The arguments petitioners raise in opposition to the discovery ordered by the trial court are as follows: The trial court departed from the essential requirements of law in requiring the subject production of nonparty medical records (A) because (1) such records are confidential and/or privileged, (2) have no relevance to the instant litigation, and (3) the production will be unduly burdensome and oppressive; and (B) because the court failed to require the plaintiff to post in advance the entire estimated cost of production, which Dr. Barrett averred is a minimum of $4,600.
Petitioners point out that a test balancing competing interests generally is applied to determine whether certain discovery should or should not be granted. See North Miami General Hosp. v. Royal Palm Beach Colony, Inc., 397 So.2d 1033 (Fla. 3d DCA 1981). The reasoning involved in Royal Palm Beach Colony incorporates the issue of burdensomeness, the issue of relevance, and the possibility of invading the privacy of the patients or the confidentiality of the patients' records. Another fairly recent case that must be considered, albeit ostensibly its balancing test is the same as that in Royal Palm Beach Colony, is Rasmussen v. South Florida Blood Service, Inc., 500 So.2d 533 (Fla. 1987).
Petitioners rely on Traveler's Indemnity Co. v. Salido, 354 So.2d 963 (Fla. 3d DCA 1978), and Argonaut Insurance Co. v. Peralta, 358 So.2d 232 (Fla. 3d DCA), cert. denied, 364 So.2d 889 (Fla. 1978). See also Fidelity & Cas. Co. of New York v. Lopez, 375 So.2d 59 (Fla. 4th DCA 1979), and Teperson v. Donato, 371 So.2d 703 (Fla. 3d DCA 1979).
Petitioners urge additionally that pursuant to section 455.241, Florida Statutes (1991), patient records may not be furnished to, and the medical condition of patients may not be discussed with, anyone but the patient, his legal representative, and other health care providers involved in *639 the treatment of the patients, except with either the express written authorization of the patients, or when done pursuant to rule 1.360 [sharing of medical reports between plaintiff and defendant where someone has been examined because his health condition has been placed in issue in the lawsuit]. One additional exception is as follows:
Such records may be furnished in any civil or criminal action, unless otherwise prohibited by law, upon the issuance of a subpoena from a court of competent jurisdiction and proper notice to the patient or his legal representative by the party seeking such records.
§ 455.241(2), Fla. Stat. (1991).
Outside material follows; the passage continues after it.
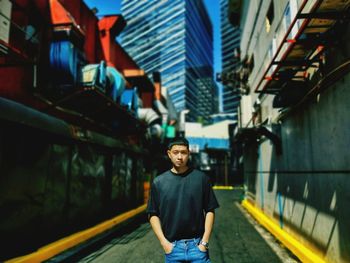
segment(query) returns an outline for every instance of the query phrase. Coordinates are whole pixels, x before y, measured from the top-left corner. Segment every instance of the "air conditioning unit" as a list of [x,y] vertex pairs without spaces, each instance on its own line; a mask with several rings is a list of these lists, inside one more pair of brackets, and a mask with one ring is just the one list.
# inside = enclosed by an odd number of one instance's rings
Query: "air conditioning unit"
[[106,62],[100,64],[89,64],[81,70],[81,85],[91,87],[106,93]]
If the fact that the identity of the patient is concealed does not alter the operation of this statute, it would seem plausible to conclude that in the instant case there would need to have been notice to the patients or their lawyers before the information to be produced here could be produced.
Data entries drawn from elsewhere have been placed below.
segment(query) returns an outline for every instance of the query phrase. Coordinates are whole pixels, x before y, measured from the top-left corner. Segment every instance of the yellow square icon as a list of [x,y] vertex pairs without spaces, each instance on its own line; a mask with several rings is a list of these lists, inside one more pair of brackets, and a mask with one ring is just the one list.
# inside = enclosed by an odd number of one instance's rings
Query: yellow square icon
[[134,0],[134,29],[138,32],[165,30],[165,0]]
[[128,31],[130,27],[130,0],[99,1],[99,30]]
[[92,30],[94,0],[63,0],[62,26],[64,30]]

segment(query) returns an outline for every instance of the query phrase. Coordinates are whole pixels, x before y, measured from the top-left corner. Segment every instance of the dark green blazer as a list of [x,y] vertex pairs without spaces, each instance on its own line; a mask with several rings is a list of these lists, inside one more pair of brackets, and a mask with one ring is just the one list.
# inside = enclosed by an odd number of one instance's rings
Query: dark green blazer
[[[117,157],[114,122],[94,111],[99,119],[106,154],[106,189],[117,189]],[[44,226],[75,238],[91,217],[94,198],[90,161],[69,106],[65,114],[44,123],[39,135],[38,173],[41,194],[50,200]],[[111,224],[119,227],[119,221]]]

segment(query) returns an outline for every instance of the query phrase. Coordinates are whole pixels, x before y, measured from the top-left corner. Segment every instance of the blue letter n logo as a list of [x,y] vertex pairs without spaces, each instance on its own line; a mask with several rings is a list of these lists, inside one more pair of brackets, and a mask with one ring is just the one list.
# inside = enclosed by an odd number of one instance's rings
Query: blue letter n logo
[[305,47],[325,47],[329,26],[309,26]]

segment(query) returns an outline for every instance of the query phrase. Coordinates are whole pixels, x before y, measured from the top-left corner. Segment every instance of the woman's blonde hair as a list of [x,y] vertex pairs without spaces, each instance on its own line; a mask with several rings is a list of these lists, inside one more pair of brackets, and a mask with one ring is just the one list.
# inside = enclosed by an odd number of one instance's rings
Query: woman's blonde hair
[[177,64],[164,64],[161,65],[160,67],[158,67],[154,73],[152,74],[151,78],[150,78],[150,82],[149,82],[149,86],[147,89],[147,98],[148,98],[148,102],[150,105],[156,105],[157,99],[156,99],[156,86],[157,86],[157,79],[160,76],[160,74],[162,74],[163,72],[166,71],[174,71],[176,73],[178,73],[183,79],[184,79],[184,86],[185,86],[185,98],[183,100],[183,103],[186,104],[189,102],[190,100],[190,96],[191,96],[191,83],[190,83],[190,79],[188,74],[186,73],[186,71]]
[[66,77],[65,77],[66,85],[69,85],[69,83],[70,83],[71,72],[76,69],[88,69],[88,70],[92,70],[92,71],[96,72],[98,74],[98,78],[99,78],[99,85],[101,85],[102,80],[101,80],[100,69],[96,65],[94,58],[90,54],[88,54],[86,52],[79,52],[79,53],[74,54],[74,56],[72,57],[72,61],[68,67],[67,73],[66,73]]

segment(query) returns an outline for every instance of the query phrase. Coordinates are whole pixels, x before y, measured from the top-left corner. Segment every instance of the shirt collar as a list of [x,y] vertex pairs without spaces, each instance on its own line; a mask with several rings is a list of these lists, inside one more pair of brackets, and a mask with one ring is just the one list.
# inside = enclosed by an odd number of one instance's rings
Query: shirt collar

Respondents urge that here the privacy interests of patients will be adequately protected by the white out of their identities and cite three cases of this court approving similar discovery: Ventimiglia v. Moffitt, 502 So.2d 14 (Fla. 4th DCA 1986) (copies of records of other similar patients treated by medical expert witness relevant, with confidentiality protected by deletion of patients' identities, where physician at least in part predicated his opinion and diagnosis in this patient's case on his experience with other patients); Amisub v. Kemper, 543 So.2d 470 (Fla.